Study on the influence of non-bedding fissures on the instability and failure of anti-dip bedding rock slopes

Abstract

Non-bedding fissures are common internal defects in layered slopes and often exert control over the slope's stability. In this study, a research on the failure mechanism of anti-dip bedding rock slopes (ABRSs) with two sets of non-bedding fissures was conducted based on fracture mechanics theory and the ABRSs cantilever beam model. Through centrifuge test, the rationality of this calculation method was verified, and the instability evolution mechanism of anti-dip bedding rock slopes containing internal defects was investigated. The research findings demonstrate that the instability of ABRSs containing non-bedding fissures goes through several stages, including tension of the rear rock layers, reverse bending of the rock layers, formation of the main fracture plane, and secondary failure.
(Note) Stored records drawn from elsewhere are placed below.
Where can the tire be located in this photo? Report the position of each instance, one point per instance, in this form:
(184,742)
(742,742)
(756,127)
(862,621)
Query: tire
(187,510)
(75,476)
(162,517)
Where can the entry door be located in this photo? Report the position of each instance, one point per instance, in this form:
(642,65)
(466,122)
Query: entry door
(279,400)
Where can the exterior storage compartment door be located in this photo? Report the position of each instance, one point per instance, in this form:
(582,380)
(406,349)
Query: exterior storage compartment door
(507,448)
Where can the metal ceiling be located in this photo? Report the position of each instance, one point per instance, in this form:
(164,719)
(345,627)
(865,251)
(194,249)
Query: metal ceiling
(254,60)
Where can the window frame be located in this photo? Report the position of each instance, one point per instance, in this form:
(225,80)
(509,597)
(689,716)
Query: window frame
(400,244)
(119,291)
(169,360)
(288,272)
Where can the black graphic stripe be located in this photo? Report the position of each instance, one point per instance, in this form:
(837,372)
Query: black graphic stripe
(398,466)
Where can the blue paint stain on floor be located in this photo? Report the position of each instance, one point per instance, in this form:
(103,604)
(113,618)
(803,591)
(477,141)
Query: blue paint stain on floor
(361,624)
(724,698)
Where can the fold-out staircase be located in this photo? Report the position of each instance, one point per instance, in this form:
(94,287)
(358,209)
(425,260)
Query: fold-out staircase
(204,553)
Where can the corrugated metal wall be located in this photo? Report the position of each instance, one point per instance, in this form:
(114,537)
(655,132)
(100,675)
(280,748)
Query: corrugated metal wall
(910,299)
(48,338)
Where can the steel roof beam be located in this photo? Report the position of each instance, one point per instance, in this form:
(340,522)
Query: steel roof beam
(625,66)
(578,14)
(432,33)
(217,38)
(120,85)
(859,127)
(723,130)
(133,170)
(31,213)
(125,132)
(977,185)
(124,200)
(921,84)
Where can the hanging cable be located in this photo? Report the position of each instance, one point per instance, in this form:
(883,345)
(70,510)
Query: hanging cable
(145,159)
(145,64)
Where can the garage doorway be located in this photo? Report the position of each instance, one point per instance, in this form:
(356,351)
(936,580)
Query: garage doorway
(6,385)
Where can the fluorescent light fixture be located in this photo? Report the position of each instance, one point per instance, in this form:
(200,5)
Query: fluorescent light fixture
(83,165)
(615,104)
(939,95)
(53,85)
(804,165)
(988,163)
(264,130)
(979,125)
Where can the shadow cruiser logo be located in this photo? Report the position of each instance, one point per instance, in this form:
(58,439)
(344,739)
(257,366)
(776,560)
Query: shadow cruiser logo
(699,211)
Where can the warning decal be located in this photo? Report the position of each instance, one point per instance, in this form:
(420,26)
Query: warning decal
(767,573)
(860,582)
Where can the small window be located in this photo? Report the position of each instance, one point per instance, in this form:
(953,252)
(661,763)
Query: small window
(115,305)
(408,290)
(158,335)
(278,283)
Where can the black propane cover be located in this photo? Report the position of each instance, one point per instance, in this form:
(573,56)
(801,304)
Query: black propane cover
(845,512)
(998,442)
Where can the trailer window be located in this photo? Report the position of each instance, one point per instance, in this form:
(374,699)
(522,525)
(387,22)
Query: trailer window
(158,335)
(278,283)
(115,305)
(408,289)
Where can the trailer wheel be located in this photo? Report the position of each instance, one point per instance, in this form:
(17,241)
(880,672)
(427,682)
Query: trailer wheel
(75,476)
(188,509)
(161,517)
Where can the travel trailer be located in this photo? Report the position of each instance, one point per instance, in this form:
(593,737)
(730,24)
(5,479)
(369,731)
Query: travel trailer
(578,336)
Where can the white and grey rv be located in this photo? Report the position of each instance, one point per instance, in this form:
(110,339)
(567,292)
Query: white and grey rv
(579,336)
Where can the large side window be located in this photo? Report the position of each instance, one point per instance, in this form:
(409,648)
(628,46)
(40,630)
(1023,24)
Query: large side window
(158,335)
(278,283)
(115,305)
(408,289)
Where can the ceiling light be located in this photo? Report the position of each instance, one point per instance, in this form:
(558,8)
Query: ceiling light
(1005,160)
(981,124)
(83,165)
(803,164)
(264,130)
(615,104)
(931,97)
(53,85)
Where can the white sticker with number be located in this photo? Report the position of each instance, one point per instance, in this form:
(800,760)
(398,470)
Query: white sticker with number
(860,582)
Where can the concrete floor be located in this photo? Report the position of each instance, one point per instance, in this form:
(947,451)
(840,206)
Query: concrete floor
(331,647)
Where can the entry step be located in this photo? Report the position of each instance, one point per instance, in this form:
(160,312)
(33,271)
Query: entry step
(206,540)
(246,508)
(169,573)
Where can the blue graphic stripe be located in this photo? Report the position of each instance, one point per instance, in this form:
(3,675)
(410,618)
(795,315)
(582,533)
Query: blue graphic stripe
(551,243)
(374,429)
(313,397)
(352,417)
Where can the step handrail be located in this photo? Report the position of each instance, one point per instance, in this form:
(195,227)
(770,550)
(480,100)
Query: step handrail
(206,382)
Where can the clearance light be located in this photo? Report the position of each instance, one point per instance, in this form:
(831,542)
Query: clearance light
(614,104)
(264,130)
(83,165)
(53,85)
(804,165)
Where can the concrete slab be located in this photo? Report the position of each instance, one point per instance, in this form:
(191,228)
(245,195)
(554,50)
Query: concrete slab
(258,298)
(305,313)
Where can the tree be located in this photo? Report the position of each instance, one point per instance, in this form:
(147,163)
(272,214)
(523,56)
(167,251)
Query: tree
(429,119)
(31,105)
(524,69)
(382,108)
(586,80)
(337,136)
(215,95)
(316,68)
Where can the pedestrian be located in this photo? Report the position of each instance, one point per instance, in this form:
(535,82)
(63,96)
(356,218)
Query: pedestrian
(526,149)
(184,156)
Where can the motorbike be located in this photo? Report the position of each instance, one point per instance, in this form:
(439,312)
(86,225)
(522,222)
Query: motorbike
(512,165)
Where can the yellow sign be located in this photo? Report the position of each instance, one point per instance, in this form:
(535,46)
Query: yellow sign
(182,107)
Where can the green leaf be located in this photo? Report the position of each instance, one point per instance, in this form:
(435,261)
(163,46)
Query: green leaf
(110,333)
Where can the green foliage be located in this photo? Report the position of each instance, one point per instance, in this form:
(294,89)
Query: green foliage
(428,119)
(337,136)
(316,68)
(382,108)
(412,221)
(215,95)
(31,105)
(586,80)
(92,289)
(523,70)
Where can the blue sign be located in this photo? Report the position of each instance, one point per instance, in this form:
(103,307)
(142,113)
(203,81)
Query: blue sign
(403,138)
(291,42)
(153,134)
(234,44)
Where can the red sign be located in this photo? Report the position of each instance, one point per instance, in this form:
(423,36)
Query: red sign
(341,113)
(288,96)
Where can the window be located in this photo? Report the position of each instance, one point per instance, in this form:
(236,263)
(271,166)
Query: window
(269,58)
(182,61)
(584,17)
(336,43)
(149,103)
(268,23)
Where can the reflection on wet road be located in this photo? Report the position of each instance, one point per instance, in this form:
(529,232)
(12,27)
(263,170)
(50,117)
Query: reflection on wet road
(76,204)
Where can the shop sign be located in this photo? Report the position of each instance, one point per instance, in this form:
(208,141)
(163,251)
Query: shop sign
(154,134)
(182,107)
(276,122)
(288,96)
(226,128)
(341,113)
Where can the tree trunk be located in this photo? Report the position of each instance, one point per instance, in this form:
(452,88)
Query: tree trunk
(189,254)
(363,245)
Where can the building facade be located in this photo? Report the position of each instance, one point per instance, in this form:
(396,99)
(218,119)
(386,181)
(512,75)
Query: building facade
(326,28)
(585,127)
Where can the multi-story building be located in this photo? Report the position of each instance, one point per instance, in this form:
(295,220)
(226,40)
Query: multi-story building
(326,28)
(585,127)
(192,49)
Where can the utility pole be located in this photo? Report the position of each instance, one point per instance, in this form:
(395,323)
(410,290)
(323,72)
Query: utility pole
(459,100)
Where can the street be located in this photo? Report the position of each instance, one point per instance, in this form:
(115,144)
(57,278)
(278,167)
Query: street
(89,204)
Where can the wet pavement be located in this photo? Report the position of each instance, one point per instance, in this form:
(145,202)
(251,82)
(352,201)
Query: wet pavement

The initiation pattern of rock bridges between fissures significantly affects the post-failure deformation of rock layers. Additionally, tensional failure at gentle-dip fissures, occurring under shear action, is the main cause for inducing reverse bending of the fractured rock mass. This eventually leads to the formation of a stepped main fracture plane, resulting in the evolution of the slope into a reverse bending collapse zone and a block-reverse bending collapse zone. At approximately one-third of the slope height, the residual sliding force of the rock layers reaches its maximum, which is also the location where fissure deformation is most prominent and the stress situation is most complex. Moreover, the stability of ABRSs containing non-bedding fissures is more sensitive to the internal friction angle between rock layers, the length of non-bedding fissures, and the angle between fissures and rock layers.